In your example, the depth of the inheritance tree does not affect performance. The reason is simple, every instance has its pointer to some vtable (containing function pointers), and a virtual function call goes just thru that vtable.
In other words, your code works like the following C code:
struct vtable {
void (*fooptr) (struct D1*);
};
struct D1 {
const struct vtable*vptr;
};
struct D2 {
const struct vtable*vptr;
};
And e.g. baseptr->foo() is "transformed" at compilation time to baseptr->vptr.fooptr(baseptr) (and of course d1ptr->foo() is "transformed" to d1ptr->vptr.fooptr(d1ptr) etc...)
So the execution cost is the same: get the vtable, and call indirectly the function pointer inside. The cost remains the same even if you had a struct D4 subclass of struct D3 subclass of struct D2 subclass of struct D1. You could have a struct D99 with 99 inheritances and the execution cost would remain the same.
On some processors, any indirect call may be slower than a direct call, e.g. because of branch predictor cost.
The data of the vtable themselves is built at compilation time (as constant static data).

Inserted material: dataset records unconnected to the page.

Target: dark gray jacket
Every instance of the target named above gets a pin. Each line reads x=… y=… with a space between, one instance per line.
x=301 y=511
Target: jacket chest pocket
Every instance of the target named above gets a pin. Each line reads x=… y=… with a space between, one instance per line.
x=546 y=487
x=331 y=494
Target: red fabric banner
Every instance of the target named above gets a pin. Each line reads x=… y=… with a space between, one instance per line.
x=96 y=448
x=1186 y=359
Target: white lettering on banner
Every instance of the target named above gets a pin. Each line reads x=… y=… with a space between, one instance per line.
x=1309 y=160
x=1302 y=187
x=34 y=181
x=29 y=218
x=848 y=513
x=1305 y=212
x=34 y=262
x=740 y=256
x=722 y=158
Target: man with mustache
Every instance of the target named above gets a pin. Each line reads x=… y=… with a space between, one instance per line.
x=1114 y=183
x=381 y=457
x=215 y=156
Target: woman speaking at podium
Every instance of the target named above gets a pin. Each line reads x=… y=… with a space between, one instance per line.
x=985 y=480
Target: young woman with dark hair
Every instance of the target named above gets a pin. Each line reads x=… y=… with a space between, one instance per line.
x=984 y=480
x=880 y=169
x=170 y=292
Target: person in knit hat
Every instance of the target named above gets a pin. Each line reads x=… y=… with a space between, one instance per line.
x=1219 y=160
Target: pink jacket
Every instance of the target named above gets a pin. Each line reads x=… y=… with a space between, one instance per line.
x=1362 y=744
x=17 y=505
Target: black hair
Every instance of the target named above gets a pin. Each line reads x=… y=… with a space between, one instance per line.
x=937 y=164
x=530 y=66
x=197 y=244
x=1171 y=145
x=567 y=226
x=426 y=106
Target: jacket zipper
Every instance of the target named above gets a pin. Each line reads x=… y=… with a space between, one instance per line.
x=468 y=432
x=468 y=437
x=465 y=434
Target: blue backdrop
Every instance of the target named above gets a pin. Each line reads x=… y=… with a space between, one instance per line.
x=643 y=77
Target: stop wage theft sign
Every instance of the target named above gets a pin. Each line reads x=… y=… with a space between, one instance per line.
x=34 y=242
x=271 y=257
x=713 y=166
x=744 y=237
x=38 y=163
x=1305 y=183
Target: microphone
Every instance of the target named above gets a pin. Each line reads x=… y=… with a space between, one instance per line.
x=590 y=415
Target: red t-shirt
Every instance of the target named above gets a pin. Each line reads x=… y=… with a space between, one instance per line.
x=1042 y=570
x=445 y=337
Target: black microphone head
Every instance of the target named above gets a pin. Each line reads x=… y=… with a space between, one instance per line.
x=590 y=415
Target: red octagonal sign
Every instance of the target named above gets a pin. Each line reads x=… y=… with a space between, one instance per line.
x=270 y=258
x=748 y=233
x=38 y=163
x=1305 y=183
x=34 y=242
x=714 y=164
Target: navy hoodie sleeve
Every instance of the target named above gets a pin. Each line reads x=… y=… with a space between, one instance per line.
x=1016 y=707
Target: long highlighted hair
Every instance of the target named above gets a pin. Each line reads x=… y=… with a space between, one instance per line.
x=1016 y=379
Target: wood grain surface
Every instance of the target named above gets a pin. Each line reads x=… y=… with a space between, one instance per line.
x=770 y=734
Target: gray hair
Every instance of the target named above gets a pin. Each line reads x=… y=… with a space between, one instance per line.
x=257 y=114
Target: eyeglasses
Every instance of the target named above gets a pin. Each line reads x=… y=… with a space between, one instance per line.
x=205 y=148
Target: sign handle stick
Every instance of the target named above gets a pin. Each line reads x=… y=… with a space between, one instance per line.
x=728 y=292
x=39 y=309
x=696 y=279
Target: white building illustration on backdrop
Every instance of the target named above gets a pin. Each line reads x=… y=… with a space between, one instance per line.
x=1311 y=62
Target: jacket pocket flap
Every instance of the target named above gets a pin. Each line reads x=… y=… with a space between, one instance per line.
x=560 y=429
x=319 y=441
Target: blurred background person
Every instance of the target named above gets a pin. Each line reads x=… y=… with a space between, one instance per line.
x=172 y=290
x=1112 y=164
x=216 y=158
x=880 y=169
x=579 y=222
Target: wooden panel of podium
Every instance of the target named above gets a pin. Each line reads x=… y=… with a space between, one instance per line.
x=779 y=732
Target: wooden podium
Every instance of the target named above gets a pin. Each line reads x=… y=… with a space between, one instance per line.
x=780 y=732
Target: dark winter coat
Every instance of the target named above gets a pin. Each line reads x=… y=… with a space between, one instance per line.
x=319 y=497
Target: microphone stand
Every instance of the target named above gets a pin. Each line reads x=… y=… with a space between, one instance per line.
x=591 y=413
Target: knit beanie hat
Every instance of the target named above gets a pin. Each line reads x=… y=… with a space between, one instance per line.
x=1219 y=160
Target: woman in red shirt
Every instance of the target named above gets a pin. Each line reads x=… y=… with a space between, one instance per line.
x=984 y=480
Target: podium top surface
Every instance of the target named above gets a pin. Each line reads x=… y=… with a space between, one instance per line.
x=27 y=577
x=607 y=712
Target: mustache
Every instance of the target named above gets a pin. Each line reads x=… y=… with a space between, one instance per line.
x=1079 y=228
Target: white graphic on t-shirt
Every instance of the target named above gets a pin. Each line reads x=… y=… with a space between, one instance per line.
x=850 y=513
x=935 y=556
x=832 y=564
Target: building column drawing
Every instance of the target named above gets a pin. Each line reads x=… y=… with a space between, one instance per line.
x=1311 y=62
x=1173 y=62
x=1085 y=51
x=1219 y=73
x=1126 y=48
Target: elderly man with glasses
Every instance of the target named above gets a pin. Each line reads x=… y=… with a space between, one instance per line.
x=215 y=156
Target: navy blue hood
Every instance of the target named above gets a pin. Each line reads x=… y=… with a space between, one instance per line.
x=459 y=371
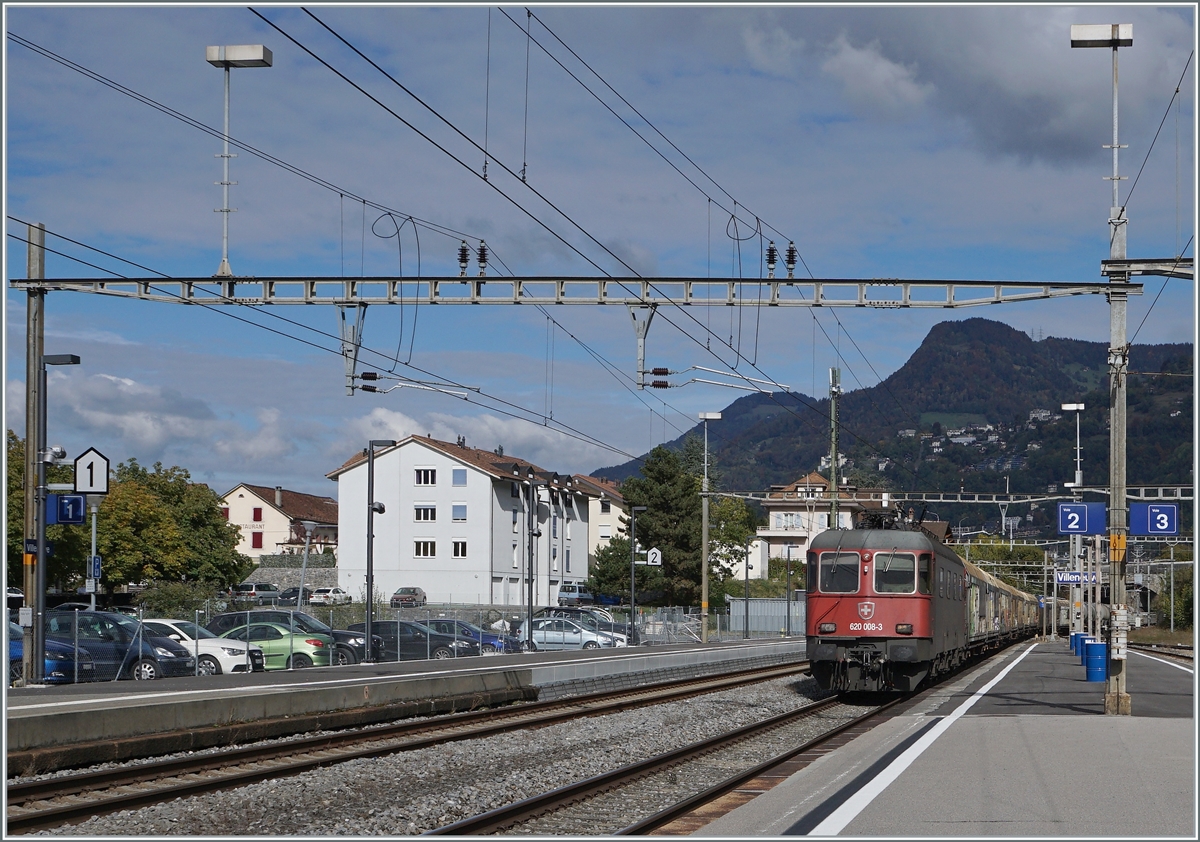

Things become a bit more complex with virtual inheritance and/or multiple inheritance
BTW, some C object frameworks (e.g. GObject from Gtk, or several data structures inside the Linux kernel) also provide their vtable (or class data). Pointing to a data structure containing function pointers is quite common (even in C). Read also about closures and you'll see a relation with "vtables" (both closures and objects are mixing code with data).
Some C++ compilers (e.g. GCC) may provide devirtualization as an optimization technique.